Abir Taleb, Mardi, 17 mars 2020

L’instinct maternel, les Egyptiennes y croient dur comme fer. Pourtant, il est aussi alimenté par les stéréotypes sociaux. Au point que la maternité est souvent loin d’être une décision personnelle.

Dans les rayons des magasins de jouets, les articles sont bien séparés : rayons pour garçons aux couleurs vives et énergétiques, bleu, vert et rouge en général, avec leur lot de jeux guerriers, de voitures, de vaisseaux spatiaux, de pistolets, etc. ; et rayons pour filles, avec une domination du rose et du violet, de poupées, de princesses aux robes féeriques, de dînettes, d’ustensiles de cuisine, mais aussi du fameux « baby born », une poupée bébé plus vraie que nature, qui fait pipi, met des couches, prend le biberon, pleure ou gémit. Dès la petite enfance, les rôles sont clairement séparés. Une ségrégation sexiste qui perdure, qui incruste les stéréotypes de genre assignés aux petites filles et aux petits garçons. Des rôles culturellement et socialement construits. Avec en tête de ces rôles, celui de mère. Le « baby born » en est l’exemple parfait. A deux ou trois ans déjà, la fillette joue à la maman, elle prend « son bébé » dans les bras, le berce, le change, lui donne le biberon, parfois même tente de lui donner le sein pour imiter sa mère.
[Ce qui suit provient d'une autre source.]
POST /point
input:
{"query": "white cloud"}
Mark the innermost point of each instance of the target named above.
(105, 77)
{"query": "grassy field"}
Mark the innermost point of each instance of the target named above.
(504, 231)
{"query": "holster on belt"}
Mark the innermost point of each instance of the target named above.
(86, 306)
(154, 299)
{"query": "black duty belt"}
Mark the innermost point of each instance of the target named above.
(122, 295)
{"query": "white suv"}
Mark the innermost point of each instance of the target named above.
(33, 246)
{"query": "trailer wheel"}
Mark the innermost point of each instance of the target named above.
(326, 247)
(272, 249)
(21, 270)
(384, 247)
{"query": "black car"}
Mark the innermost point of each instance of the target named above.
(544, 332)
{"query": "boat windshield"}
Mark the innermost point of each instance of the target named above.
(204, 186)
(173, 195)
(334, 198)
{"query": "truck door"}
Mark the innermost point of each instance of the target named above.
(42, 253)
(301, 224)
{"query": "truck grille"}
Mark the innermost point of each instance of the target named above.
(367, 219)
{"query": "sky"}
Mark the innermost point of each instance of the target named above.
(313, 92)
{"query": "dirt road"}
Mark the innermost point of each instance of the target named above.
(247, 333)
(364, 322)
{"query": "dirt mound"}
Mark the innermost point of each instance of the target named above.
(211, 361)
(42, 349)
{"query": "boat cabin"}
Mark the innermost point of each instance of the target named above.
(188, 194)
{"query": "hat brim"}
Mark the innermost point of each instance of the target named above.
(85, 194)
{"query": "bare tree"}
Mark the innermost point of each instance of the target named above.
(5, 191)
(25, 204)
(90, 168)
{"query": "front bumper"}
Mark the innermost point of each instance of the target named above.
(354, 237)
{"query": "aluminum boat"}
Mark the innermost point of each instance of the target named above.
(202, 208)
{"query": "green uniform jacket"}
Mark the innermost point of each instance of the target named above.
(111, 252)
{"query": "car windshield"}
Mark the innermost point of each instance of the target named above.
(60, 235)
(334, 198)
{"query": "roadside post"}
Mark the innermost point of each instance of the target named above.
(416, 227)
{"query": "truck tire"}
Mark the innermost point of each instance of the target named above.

Plus grande, on la charge de s’occuper de ses cadets, si elle en a. Plus tard, jeune fille, on la presse de se marier, et, une fois mariée, d’enfanter, et vite.

Bref, les filles sont bel et bien conditionnées à être mères. Si l’instinct maternel existe, il est surtout alimenté par les modèles sociaux transmis à la maison, à l’école, dans tout l’entourage quoi. Et les mamans, pour justifier leur manière d’éduquer, de dire à leurs filles, à tort et à travers : « Tu comprendras quand tu seras mère ». Comme si c’était automatique. Comme si la maternité était une continuité normale, un processus qui va de soi. « On dirait que la grossesse est un événement public, voire imposé. La plupart des femmes qui retardent la décision de faire un enfant ou celles qui osent dire qu’elles ne veulent pas avoir d’enfants se sentent obligées de justifier leur choix et de trouver une raison logique. Et, soit leur entourage n’y croit pas, soit elles sont mal vues parce qu’elles n’adhèrent pas au schéma traditionnel où la maternité est la raison d’être de la femme », souligne ainsi la sociologue Nadia Radwane.

Pourtant, l’avènement de la contraception était censé bouleverser les codes et permettre aux femmes (ou plutôt aux couples) de choisir quand avoir des enfants. Plus d’un demi-siècle après, la maternité est-elle aujourd’hui dans la société égyptienne une décision et un choix délibérés ? Pas si sûr.